The avatar therapy involved patients creating a computer simulation to represent the voice they heard and desired to control, as well as customising its appearance and sound. The therapist provided the voice of the avatar while also speaking as themselves and initiated a three-way conversation with the patient to help them overcome the power of the voices in their head.
Patients were encouraged to talk to the avatar and take control of the conversation, telling the avatar that they were not going to listen to them anymore.

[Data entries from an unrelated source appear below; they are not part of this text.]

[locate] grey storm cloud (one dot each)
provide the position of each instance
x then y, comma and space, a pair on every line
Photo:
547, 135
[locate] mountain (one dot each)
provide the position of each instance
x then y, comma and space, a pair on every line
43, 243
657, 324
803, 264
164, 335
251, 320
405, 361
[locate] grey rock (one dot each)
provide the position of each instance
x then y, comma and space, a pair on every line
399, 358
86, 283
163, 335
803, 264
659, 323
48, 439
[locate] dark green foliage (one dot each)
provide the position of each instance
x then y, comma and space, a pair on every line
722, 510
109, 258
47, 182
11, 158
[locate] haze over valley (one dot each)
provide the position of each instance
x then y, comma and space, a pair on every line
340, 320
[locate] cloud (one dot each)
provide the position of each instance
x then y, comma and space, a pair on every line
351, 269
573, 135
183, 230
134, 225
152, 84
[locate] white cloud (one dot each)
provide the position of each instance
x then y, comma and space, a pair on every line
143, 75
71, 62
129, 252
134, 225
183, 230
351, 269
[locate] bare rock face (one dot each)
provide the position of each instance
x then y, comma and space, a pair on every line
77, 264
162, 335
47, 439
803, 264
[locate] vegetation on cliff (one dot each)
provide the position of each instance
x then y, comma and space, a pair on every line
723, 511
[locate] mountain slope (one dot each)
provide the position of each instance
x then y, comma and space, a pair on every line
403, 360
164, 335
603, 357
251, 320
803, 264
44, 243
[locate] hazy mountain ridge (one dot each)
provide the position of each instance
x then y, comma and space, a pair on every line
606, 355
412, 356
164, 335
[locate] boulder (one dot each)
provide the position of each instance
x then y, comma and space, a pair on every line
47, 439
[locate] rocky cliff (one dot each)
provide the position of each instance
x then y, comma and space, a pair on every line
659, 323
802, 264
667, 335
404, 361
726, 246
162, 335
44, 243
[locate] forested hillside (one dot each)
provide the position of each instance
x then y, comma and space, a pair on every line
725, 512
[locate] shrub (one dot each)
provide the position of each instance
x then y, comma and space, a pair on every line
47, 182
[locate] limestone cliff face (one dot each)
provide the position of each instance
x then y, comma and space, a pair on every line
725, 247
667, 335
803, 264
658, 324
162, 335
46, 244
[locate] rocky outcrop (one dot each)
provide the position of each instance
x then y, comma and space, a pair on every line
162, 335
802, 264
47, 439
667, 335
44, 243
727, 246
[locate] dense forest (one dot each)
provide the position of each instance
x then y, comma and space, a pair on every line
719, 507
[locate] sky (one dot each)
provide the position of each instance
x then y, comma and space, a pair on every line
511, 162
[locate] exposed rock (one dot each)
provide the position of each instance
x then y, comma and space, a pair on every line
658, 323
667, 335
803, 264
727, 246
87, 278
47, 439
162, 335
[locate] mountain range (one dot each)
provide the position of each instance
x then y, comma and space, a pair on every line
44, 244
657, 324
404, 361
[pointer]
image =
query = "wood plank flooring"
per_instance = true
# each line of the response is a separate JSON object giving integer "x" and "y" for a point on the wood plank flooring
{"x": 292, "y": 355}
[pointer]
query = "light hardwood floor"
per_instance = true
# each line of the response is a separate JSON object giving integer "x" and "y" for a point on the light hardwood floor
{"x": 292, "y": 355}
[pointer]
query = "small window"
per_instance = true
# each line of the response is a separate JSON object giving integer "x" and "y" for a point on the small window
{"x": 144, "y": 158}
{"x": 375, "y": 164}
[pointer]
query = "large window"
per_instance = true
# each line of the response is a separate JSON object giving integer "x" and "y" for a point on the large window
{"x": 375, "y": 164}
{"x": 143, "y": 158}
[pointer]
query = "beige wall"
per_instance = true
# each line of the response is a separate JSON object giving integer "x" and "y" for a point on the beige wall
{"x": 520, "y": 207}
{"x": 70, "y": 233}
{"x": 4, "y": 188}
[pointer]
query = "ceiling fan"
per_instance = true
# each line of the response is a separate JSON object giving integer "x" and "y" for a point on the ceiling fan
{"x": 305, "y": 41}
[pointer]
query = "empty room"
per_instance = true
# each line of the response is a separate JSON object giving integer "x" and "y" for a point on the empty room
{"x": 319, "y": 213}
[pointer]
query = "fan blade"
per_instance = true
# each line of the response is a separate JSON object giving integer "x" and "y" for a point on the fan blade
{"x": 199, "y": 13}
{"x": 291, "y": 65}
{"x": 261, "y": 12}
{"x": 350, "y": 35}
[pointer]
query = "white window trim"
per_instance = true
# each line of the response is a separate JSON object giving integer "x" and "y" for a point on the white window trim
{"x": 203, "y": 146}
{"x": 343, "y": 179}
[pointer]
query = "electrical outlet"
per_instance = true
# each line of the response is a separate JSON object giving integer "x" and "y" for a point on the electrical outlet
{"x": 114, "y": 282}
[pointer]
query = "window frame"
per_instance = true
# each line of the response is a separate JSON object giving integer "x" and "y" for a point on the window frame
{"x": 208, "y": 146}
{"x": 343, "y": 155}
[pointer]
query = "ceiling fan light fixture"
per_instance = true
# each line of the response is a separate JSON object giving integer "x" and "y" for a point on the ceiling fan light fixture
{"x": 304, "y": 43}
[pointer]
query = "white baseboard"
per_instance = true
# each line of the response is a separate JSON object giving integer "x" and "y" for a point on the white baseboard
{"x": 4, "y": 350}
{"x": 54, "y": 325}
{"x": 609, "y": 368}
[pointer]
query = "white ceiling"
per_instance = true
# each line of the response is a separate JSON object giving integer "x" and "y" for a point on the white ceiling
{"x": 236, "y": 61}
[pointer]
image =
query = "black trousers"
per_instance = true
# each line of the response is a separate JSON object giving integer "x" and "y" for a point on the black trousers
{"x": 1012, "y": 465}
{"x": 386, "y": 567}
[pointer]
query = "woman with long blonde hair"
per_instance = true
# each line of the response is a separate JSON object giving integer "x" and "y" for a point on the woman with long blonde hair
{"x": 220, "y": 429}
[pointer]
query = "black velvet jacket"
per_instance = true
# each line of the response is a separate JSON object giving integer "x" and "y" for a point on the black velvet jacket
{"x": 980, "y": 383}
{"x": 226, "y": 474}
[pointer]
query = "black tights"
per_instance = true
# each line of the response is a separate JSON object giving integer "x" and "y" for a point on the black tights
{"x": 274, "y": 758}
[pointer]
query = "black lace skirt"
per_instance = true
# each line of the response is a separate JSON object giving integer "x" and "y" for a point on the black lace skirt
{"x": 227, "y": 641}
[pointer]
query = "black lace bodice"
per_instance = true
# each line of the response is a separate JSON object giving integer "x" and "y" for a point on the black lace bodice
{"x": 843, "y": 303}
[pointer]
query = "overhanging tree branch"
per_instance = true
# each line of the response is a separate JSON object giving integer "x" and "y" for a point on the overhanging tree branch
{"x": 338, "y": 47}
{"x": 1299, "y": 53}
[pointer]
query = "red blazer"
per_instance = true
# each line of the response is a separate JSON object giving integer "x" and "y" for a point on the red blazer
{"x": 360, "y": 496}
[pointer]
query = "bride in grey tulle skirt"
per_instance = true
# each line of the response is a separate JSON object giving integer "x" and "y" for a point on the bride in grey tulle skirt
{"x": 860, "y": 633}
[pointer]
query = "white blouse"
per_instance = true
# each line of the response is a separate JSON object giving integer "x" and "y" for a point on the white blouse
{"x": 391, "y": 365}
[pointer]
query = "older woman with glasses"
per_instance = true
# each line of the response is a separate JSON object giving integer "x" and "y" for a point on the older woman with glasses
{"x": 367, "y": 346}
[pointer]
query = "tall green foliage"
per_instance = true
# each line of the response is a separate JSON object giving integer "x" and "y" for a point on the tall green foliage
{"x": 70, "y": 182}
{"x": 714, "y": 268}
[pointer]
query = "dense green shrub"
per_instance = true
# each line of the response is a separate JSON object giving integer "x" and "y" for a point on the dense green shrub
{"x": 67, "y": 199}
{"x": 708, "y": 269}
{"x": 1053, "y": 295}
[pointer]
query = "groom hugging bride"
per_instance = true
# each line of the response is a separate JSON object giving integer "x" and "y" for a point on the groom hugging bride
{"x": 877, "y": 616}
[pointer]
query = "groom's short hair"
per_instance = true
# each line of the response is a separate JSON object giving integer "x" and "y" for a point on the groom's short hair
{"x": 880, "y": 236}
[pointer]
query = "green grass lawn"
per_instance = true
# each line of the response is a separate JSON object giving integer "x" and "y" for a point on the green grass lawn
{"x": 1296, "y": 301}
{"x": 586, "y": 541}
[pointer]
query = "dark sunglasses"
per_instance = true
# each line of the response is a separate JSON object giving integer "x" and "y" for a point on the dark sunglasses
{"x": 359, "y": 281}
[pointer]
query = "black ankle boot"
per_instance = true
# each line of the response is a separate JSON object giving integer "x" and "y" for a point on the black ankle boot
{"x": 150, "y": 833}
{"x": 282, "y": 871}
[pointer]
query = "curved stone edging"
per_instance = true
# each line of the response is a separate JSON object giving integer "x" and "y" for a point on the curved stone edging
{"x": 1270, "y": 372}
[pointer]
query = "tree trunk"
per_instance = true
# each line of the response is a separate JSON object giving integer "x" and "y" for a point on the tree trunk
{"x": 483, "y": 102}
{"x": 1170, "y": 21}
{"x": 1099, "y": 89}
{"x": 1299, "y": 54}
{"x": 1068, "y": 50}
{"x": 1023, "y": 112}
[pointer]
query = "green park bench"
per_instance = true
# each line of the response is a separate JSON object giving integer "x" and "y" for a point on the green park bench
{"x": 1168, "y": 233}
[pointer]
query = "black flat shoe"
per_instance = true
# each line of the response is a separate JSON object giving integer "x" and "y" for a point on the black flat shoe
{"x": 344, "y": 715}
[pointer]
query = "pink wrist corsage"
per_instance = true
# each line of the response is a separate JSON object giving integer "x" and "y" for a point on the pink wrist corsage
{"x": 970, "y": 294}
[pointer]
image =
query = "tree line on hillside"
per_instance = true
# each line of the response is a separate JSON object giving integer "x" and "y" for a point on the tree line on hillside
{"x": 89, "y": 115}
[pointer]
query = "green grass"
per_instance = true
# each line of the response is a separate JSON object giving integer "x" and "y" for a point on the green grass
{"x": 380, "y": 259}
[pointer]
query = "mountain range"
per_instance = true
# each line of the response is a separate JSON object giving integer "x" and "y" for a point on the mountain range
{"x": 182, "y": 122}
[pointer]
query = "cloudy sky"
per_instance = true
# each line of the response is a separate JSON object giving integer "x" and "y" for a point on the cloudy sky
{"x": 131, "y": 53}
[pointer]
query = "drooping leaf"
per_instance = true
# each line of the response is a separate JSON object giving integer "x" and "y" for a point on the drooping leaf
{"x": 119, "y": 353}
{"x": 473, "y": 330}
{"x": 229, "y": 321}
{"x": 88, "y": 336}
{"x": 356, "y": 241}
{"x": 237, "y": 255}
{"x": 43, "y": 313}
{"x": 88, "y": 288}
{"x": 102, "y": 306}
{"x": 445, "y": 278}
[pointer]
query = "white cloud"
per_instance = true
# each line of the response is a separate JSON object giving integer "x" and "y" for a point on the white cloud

All study participants received six sessions of their allocated treatment. At the end of the study, patients who underwent avatar therapy were less distressed by the voices and heard them less frequently than those who had counselling. By confronting the avatar, patients were able to learn that the voices were not all-controlling.
Professor Tom Craig, a study author from King's College London, highlighted the potential of avatar therapy "After 12 weeks there was dramatic improvement compared to the other therapy...With a talking head, patients are learning to confront and get replies from it".
After 12 weeks, seven patients in the avatar group and two in the counselling group reported that their hallucinations had completely disappeared. However, improvement levels in both groups were on par after 24 weeks, indicating that booster sessions of avatar therapy would be required in the long term.
More research is needed, but these promising findings suggest that avatar therapy may offer an important new approach to treating schizophrenic hallucinations.